Cette étape plus "tactique" sera très importante pour l'entraîneur national qui devra livrer l’identité des 14 joueurs et du remplaçant appelés à s’envoler pour les Jeux de Rio. « Le tout est de savoir qui rentrera à la maison. On sait tous que cinq seront concernés. Ce n’est pas évident car tu fais des déçus, des gens meurtris… Mais ce que je vais chercher à avoir c’est le maximum de solutions et parfois, on ne choisit pas poste pour poste. Donc ce n’est pas la valeur absolue qui va peut-être compter, mais plutôt la polyvalence, l’équilibre dans le jeu… après c’est vrai, j’ai déjà une idée sur l’équipe à 70%. Si la question est de savoir si Omeyer y sera… il va falloir qu’il s’applique mais je pense qu’il devrait y être (sourires). » Il y a 4 ans, Bingo, Dumoulin, Mahé, Kévynn Nyokas et Detrez avaient été les recalés de Londres. Claude Onesta n’est pas du genre à s’appesantir individuellement sur les raisons de son choix. Ni à se reposer sur tel ou tel avis. La décision tombe. Implacable. « De toute manière, je sais que lorsque je vais l’annoncer, quelle que soit la formule, celui qui sera laissé, va me haïr. Donc, il n’y a pas d’ambiguïté, je comprends bien que c’est un rêve qui s’écroule. Non seulement je l’annonce en commun mais globalement, je le décide seul. Au moment où je descends, les gens du staff ne connaissent pas le choix définitif. Parce que justement, je ne dois pas leur faire porter ce choix là. Il faut qu’ils gardent une certaine proximité avec les joueurs et qu’ils ne soient pas considérés comme faisant partie des coupeurs de têtes. C’est douloureux à la fois pour ceux qui nous quittent mais également pour ceux qui restent. Il faut que cela arrive parce que sinon, les gens vont se sauter dessus.» Avec le temps, les éléments vont apparaître de plus en plus évidents comme le fait, par exemple, de ne partir qu’avec deux des quatre gardiens présents. Trois joueurs de champ devront donc être éliminés. Le stage à Rodez se poursuivra jusqu’au vendredi 15 juillet, avant d’entamer la dernière phase à Strasbourg (du 18 au 25).

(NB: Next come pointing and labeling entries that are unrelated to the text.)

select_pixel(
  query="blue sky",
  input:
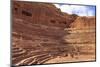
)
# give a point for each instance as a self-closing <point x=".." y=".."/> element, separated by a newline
<point x="77" y="9"/>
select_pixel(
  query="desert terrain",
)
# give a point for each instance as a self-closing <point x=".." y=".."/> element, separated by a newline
<point x="43" y="34"/>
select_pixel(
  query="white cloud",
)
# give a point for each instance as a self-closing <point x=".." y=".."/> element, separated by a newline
<point x="75" y="9"/>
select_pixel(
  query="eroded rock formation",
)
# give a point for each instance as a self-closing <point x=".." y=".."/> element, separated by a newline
<point x="41" y="32"/>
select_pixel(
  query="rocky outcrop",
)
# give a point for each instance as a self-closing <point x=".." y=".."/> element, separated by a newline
<point x="41" y="32"/>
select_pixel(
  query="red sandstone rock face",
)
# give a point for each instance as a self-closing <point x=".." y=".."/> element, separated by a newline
<point x="84" y="22"/>
<point x="43" y="13"/>
<point x="38" y="33"/>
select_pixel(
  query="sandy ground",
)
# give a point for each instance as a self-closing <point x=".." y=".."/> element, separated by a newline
<point x="70" y="59"/>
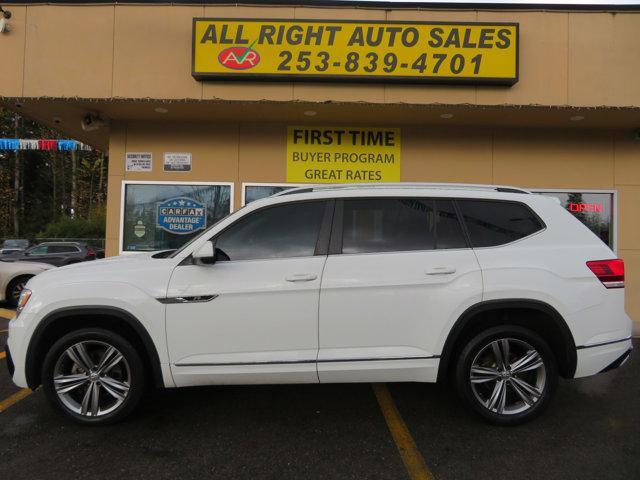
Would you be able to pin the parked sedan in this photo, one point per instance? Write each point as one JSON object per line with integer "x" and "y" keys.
{"x": 13, "y": 245}
{"x": 54, "y": 253}
{"x": 14, "y": 276}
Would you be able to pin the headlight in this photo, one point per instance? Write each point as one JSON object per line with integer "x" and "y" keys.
{"x": 22, "y": 301}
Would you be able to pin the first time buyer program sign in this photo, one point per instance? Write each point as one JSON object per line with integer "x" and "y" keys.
{"x": 355, "y": 51}
{"x": 342, "y": 154}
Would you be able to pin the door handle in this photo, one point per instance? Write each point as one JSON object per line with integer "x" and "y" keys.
{"x": 440, "y": 271}
{"x": 301, "y": 277}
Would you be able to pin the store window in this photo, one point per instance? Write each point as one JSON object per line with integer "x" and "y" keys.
{"x": 256, "y": 191}
{"x": 162, "y": 216}
{"x": 594, "y": 209}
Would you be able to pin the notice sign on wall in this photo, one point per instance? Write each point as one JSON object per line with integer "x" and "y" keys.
{"x": 177, "y": 162}
{"x": 138, "y": 161}
{"x": 342, "y": 154}
{"x": 355, "y": 50}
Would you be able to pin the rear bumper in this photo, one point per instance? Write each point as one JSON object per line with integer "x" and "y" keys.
{"x": 602, "y": 357}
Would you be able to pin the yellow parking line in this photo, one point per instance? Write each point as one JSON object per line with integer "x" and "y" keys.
{"x": 411, "y": 457}
{"x": 7, "y": 314}
{"x": 15, "y": 398}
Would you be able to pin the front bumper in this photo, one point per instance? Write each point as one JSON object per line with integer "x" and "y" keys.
{"x": 602, "y": 358}
{"x": 10, "y": 365}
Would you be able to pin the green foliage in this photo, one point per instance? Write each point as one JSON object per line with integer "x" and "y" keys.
{"x": 47, "y": 186}
{"x": 67, "y": 227}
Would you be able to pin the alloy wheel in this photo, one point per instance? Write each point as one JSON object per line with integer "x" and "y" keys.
{"x": 508, "y": 376}
{"x": 92, "y": 378}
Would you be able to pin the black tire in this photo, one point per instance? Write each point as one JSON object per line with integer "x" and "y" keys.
{"x": 132, "y": 368}
{"x": 15, "y": 286}
{"x": 479, "y": 394}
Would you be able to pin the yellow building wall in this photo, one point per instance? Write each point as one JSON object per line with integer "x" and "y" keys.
{"x": 144, "y": 51}
{"x": 571, "y": 159}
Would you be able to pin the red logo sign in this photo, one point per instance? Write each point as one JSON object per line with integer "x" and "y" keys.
{"x": 239, "y": 58}
{"x": 586, "y": 207}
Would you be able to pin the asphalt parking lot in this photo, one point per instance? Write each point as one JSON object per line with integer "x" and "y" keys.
{"x": 592, "y": 430}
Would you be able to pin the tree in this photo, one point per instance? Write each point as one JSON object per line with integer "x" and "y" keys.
{"x": 41, "y": 187}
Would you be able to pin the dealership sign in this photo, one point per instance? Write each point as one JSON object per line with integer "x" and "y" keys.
{"x": 181, "y": 216}
{"x": 342, "y": 154}
{"x": 446, "y": 52}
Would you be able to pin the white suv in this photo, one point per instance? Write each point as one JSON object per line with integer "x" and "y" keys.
{"x": 501, "y": 290}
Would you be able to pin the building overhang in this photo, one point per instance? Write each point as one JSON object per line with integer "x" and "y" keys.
{"x": 66, "y": 115}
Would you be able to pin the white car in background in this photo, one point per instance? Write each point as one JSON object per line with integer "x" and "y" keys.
{"x": 14, "y": 276}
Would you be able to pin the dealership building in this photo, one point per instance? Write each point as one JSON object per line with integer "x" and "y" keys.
{"x": 204, "y": 106}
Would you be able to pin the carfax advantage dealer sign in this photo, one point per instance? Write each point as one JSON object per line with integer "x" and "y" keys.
{"x": 356, "y": 50}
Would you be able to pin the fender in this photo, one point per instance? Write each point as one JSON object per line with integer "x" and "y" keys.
{"x": 464, "y": 320}
{"x": 32, "y": 367}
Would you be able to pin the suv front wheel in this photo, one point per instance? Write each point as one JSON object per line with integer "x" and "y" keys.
{"x": 94, "y": 376}
{"x": 507, "y": 374}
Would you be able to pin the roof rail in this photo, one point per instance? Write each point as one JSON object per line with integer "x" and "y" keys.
{"x": 452, "y": 186}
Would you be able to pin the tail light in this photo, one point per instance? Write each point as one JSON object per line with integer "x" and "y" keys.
{"x": 609, "y": 272}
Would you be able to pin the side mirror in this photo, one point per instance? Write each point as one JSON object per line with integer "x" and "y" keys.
{"x": 205, "y": 254}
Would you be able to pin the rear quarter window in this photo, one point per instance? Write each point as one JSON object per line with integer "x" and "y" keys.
{"x": 495, "y": 222}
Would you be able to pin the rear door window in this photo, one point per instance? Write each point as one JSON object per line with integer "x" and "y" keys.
{"x": 63, "y": 249}
{"x": 494, "y": 222}
{"x": 399, "y": 224}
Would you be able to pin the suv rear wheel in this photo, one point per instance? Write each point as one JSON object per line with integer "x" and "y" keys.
{"x": 507, "y": 374}
{"x": 94, "y": 376}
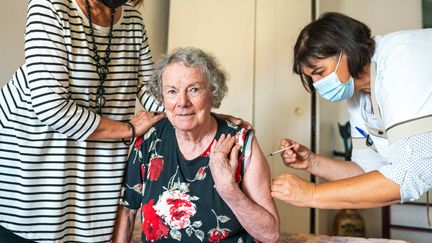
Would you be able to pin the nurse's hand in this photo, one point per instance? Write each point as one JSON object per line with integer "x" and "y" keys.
{"x": 298, "y": 157}
{"x": 293, "y": 190}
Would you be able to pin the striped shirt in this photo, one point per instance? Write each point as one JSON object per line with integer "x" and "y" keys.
{"x": 55, "y": 184}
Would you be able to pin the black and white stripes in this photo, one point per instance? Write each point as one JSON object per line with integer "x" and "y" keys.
{"x": 55, "y": 185}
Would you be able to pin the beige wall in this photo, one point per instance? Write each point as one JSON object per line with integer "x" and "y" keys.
{"x": 253, "y": 41}
{"x": 12, "y": 24}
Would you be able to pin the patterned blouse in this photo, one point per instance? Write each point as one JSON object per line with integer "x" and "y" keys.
{"x": 178, "y": 198}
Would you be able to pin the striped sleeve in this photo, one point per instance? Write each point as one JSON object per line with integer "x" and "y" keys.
{"x": 145, "y": 73}
{"x": 47, "y": 65}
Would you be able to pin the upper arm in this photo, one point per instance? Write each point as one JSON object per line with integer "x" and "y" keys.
{"x": 257, "y": 179}
{"x": 145, "y": 75}
{"x": 47, "y": 66}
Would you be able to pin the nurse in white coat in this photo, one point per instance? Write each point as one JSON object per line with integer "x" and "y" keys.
{"x": 387, "y": 82}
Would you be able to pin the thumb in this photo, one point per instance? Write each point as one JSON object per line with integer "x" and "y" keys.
{"x": 234, "y": 155}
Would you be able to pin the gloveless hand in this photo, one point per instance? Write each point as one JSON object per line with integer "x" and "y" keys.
{"x": 143, "y": 120}
{"x": 298, "y": 157}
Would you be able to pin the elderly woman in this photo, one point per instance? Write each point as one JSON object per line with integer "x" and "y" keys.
{"x": 196, "y": 177}
{"x": 386, "y": 81}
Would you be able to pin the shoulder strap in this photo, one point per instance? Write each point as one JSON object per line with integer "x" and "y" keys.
{"x": 376, "y": 110}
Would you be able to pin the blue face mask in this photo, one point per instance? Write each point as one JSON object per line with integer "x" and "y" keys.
{"x": 331, "y": 88}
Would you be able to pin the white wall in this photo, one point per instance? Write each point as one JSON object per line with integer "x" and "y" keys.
{"x": 382, "y": 16}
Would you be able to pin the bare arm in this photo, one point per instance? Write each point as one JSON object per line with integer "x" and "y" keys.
{"x": 364, "y": 191}
{"x": 300, "y": 157}
{"x": 111, "y": 129}
{"x": 369, "y": 190}
{"x": 333, "y": 169}
{"x": 253, "y": 207}
{"x": 124, "y": 224}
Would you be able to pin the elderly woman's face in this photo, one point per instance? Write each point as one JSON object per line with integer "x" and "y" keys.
{"x": 187, "y": 96}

En Alsace, les Bleus pourront enfin se jauger face à des adversaires largement à la hauteur puisqu’ils participeront au célèbre et très relevé Eurotournoi. Le vendredi 22, ils se frotteront à l’Egypte, championne d’Afrique, le dimanche 24, soit à l’Allemagne (championne d’Europe) soit au Danemark de Mikkel Hansen. Le départ pour le Brésil est programmé le 2 août. Juste avant, les 15 heureux élus seront passés par Enghien-les-Bains où il sera encore temps de procéder aux derniers réglages.